Imaging studies with dynamic contrast-enhanced computed tomography and magnetic resonance imaging are commonly used to assist with preoperative diagnosis. A helpful imaging clue for the diagnosis of ITPN is the two-tone duct sign, which is a reflection of tumour in the main pancreatic duct with ductal dilation upstream [7]. With magnetic resonance cholangiopancreatography and endoscopic retrograde cholangiopancreatography, ITPN also has a characteristic finding, the so called ‘cork-of-wine-bottle’ sign, which results from intraductal growth of the tumour [7].
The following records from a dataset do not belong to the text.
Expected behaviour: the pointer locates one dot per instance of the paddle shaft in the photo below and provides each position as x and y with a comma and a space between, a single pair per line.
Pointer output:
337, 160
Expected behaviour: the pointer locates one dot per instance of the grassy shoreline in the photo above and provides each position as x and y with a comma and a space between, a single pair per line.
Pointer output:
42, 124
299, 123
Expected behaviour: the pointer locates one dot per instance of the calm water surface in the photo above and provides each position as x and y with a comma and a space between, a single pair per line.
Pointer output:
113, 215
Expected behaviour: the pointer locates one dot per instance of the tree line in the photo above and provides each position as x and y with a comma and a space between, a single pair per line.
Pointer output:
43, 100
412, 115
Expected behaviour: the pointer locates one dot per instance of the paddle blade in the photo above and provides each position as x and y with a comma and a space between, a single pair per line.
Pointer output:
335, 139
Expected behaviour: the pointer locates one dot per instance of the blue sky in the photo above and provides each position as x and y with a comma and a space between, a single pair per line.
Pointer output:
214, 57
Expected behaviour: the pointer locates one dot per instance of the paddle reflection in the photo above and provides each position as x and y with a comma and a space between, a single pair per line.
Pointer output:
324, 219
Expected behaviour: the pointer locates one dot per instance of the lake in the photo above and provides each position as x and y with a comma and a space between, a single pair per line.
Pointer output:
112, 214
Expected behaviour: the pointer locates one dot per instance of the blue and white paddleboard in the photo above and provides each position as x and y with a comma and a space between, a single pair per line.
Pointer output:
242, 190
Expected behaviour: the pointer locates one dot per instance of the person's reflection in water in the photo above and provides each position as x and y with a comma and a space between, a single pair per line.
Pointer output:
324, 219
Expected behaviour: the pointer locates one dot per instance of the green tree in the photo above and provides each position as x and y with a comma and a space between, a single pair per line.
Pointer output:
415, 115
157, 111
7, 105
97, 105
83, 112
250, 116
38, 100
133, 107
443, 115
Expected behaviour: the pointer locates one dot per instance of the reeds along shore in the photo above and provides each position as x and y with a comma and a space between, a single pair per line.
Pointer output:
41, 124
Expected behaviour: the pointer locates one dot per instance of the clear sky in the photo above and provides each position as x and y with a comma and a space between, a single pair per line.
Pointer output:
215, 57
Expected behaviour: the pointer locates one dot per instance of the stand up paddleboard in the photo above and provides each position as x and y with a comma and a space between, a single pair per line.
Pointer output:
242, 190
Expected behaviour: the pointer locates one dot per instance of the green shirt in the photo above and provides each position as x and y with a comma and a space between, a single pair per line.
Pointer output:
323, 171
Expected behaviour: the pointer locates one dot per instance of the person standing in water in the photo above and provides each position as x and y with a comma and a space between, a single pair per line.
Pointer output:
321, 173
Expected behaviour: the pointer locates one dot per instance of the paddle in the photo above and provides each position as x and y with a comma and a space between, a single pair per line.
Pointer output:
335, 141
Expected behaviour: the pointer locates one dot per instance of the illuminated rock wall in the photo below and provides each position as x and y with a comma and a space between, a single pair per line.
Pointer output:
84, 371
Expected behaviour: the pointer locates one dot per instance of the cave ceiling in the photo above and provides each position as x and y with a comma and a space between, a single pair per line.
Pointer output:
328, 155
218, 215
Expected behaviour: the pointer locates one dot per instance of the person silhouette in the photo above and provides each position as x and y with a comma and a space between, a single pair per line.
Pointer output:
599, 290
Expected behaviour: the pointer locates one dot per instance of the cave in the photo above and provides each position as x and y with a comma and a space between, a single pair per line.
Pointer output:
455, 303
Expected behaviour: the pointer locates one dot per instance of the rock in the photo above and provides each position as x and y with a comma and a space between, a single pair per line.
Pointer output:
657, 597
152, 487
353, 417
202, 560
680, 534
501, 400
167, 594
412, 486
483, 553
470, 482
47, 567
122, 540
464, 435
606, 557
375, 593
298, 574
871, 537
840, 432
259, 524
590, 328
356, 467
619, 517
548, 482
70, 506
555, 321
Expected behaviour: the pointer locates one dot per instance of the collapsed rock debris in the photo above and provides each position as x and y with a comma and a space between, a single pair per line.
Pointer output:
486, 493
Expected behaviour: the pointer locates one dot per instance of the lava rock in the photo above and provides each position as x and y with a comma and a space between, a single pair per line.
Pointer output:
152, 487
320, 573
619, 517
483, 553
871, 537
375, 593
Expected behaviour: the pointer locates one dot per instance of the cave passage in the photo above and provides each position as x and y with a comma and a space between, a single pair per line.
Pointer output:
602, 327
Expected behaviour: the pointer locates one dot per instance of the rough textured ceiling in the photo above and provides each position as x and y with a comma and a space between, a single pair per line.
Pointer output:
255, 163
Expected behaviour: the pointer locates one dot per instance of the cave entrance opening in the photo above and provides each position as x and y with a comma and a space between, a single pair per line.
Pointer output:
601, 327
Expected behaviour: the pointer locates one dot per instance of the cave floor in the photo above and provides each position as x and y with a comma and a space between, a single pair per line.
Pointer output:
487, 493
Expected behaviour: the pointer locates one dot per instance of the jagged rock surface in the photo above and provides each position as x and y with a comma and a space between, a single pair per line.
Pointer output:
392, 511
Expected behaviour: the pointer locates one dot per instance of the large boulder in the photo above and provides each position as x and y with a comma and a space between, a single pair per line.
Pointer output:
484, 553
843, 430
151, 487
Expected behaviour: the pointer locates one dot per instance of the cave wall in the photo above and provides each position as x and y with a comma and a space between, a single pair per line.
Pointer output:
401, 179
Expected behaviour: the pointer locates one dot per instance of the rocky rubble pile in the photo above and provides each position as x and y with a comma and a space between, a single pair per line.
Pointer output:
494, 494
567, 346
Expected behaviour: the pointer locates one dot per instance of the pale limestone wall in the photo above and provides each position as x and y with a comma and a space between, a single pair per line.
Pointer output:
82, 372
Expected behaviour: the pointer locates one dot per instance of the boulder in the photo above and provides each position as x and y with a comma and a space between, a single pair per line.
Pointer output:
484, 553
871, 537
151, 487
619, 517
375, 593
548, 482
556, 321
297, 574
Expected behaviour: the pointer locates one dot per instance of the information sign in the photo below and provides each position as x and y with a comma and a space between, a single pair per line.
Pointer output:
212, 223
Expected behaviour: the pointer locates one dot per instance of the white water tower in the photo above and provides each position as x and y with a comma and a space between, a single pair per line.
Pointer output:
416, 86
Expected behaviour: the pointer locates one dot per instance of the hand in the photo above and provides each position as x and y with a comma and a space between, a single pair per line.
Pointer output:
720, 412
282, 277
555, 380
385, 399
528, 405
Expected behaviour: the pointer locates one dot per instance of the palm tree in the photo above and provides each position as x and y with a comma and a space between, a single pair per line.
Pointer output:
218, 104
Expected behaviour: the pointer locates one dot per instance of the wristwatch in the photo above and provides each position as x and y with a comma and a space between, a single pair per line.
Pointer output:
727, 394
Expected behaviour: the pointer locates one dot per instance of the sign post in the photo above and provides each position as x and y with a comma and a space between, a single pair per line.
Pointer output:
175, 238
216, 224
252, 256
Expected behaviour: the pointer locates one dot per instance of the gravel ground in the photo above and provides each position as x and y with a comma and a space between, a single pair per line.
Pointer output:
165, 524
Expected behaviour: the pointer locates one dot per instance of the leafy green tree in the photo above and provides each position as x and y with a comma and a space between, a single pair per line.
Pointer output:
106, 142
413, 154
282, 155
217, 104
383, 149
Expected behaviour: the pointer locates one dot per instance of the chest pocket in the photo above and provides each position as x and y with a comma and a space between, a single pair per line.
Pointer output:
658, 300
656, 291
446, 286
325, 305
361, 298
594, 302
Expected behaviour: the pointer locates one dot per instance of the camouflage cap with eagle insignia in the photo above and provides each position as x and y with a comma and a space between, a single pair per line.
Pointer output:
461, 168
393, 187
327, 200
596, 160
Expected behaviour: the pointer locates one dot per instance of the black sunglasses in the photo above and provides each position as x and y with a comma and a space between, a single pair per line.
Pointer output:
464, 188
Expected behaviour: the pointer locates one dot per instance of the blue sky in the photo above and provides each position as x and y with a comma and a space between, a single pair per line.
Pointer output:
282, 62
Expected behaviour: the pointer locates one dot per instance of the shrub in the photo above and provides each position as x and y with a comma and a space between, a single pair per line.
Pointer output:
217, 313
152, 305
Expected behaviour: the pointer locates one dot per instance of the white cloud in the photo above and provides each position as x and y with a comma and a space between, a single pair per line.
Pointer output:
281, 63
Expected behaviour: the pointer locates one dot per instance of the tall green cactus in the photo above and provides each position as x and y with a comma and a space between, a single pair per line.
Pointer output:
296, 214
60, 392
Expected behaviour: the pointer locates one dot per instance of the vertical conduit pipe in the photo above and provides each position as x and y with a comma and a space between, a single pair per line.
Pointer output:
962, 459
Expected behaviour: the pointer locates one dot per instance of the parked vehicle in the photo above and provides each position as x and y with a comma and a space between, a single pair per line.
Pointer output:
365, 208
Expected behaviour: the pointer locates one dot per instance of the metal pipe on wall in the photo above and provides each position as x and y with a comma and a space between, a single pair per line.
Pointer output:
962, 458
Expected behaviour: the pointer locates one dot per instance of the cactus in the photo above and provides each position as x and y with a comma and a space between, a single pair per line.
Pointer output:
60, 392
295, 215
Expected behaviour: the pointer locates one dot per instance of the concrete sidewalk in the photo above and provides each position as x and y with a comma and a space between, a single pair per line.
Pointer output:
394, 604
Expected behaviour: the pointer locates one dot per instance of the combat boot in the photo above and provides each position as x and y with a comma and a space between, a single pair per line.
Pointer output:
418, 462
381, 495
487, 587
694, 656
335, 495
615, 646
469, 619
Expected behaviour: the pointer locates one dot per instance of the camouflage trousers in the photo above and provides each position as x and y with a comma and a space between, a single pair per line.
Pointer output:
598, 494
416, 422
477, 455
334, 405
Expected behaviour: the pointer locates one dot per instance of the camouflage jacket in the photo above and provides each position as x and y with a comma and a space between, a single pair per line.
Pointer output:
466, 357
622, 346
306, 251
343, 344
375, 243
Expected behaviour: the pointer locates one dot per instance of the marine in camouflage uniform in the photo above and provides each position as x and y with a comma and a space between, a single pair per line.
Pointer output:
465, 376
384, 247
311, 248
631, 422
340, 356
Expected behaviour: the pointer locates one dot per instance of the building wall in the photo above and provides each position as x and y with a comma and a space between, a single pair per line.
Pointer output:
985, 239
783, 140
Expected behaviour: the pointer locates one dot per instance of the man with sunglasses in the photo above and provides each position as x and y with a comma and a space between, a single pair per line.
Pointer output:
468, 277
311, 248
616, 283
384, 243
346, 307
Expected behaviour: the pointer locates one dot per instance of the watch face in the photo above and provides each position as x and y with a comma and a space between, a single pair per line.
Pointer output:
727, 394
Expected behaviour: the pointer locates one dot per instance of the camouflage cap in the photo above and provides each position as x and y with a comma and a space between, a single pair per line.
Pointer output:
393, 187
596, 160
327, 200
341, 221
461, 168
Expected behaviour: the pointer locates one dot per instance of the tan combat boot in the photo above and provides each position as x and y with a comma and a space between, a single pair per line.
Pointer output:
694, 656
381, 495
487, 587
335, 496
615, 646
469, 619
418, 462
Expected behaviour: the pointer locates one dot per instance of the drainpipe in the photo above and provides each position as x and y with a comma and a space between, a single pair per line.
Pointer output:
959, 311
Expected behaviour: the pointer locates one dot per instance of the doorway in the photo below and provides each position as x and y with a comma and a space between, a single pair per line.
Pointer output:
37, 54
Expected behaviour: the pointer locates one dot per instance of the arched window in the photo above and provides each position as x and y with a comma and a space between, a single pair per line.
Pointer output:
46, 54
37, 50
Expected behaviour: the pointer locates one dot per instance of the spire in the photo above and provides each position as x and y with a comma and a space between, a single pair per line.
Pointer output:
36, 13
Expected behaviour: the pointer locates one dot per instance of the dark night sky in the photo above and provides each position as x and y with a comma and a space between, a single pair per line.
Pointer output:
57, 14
Information on the prognosis of ITPNs is limited by the small number of reported cases, although data have suggested an excellent prognosis for patients without invasion (overall 5-year survival rate of 100%) and a significantly more favourable prognosis for ITPNs with a component of invasive carcinoma (overall 5-year survival rate of 71%) relative to the traditional invasive pancreatic ductal adenocarcinoma (overall 5-year survival rate <10%) [2, 8, 9]. However, the extent of invasion does not necessarily correlate with clinical outcome. Patients with minimal invasion can die of disease, whereas patients with a large volume of invasion can achieve long-term survival [4]. Unfortunately, invasive carcinoma is present in most (54–71%) ITPNs and may be more likely in men [3, 4, 10]. In addition, tumours that are large in size, or have increased mitosis and a high Ki-67 proliferation index may have an increased association with invasive carcinoma [2]. Despite the favourable prognosis, the possibility of invasive carcinoma, recurrence and metastasis has led to the general recommendation of surgery as treatment in most ITPN patients.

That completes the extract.